方針① 市場や事業環境に応じたイノベーションの戦略策定・遂行

一つ目は、イノベーションのモデルを顧客価値と技術を軸とした4つのイノベーション領域に分類し、各領域のビジネスモデルに合致した戦略を遂行することです。私たちはそれぞれのイノベーション領域を、①新用途開拓領域、②次世代製品開発領域、③フロンティア領域、④既存事業活動領域、と呼んでいます。
 新用途開拓領域では、既存の技術や製品を柔軟に組み合わせることで、複雑化・高度化する顧客課題に対して迅速にソリューションを提供します。ここでは、製品単位ではなく市場単位でニーズを捉え、複数の技術や製品を横断的に活用することが求められます。スピードと柔軟性が鍵となるこの領域では、社内の技術プラットフォームや製品を有機的につなぎ、顧客価値を最大化することをめざします。
 次世代製品開発領域では、注力事業領域における将来ニーズと技術トレンド、そして当社ならではの技術の強みを踏まえて開発ロードマップを策定し、社内および主要顧客と共有した上で中長期的な製品開発を進めます。ここでは、当社の強みである素材設計やプロセス技術を活かしながら、将来の市場要求に先回りする形で技術を磨き上げていきます。
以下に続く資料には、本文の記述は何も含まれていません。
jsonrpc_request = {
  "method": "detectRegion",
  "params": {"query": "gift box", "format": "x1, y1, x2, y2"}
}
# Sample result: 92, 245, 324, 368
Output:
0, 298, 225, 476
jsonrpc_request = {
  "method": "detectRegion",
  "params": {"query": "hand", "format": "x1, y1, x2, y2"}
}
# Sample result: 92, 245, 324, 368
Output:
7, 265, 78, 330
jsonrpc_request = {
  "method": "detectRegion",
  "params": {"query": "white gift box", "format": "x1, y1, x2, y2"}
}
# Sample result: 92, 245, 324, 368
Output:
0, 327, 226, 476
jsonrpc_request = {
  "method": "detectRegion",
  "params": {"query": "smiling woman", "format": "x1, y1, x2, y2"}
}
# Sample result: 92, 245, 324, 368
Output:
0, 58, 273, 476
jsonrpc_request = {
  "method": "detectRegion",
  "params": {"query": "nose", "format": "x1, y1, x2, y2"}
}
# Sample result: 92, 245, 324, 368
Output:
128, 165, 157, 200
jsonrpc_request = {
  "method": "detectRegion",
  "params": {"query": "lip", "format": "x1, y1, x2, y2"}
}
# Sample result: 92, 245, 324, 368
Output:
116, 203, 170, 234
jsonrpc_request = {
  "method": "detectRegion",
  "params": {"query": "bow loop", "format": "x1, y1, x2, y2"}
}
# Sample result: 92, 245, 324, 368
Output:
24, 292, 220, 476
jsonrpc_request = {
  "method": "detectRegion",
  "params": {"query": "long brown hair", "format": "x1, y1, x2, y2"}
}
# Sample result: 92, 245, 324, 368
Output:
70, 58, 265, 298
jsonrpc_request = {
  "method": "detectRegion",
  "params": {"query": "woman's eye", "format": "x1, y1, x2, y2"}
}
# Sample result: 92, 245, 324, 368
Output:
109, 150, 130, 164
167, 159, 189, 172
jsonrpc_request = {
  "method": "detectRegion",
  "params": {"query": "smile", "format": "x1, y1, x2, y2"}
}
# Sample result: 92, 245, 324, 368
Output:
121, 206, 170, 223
市場の変化に応じて柔軟にロードマップを見直し、事業化に向けた道筋が回り道とならないようにすることも重要です。
 フロンティア領域では、まだ市場として萌芽的な段階であり、技術的な確立もこれからという分野に対して、将来の成長可能性を見据えた探索的な取り組みを行います。ここでは、社内の既存資産にとらわれず、社外リソースやスタートアップとの連携を積極的に活用しながら、未知の領域に挑戦していきます。既存事業の延長線上にない価値を見出すことが、この領域の本質です。
 既存事業活動領域では、既存の製品や事業の生産性向上や、安定供給、品質向上を図ります。この領域では、効率性と信頼性を重視した技術開発が中心であり、他の領域とは異なる視点でのアプローチが求められることから、事業側がイニシアチブを取って研究開発を進めています。

方針② 化学業界を牽引するイノベーション人材の育成

二つ目の方針は、課題の本質を見究め、質の高いソリューションを提案できるイノベーション人材の育成です。社会課題の解決に寄与する新しい価値を創出するためには、単なる技術力だけでなく、顧客のニーズを深く理解し、技術を通じて本質的な解決策を導き出す力が必要です。「新製品を世に出すこと」をゴールとするのではなく、何が世の中の課題解決に役立つのかという視点である「ソリューションマインド」を持つことが重要なのです。また、最近目覚ましい進化を遂げている生成AIは、今後のイノベーションや事業活動を大きく左右する存在になりつつあります。こうした状況を踏まえ、研究者にはAIに使われる側になるのではなく、AI を使って意思決定する側になってもらう必要があります。ソリューションに強くコミットするマインドの醸成とデジタルへの習熟、この二つを柱として、化学業界のイノベーションを牽引する人材の育成に力を注いでいきます。
 これら2つの方針を軸に、三菱ケミカルは戦略・技術・人材を融合させ、イノベーションによって世の中の課題解決に役立つソリューションを提供することで、KAITEKIな未来の実現をめざします。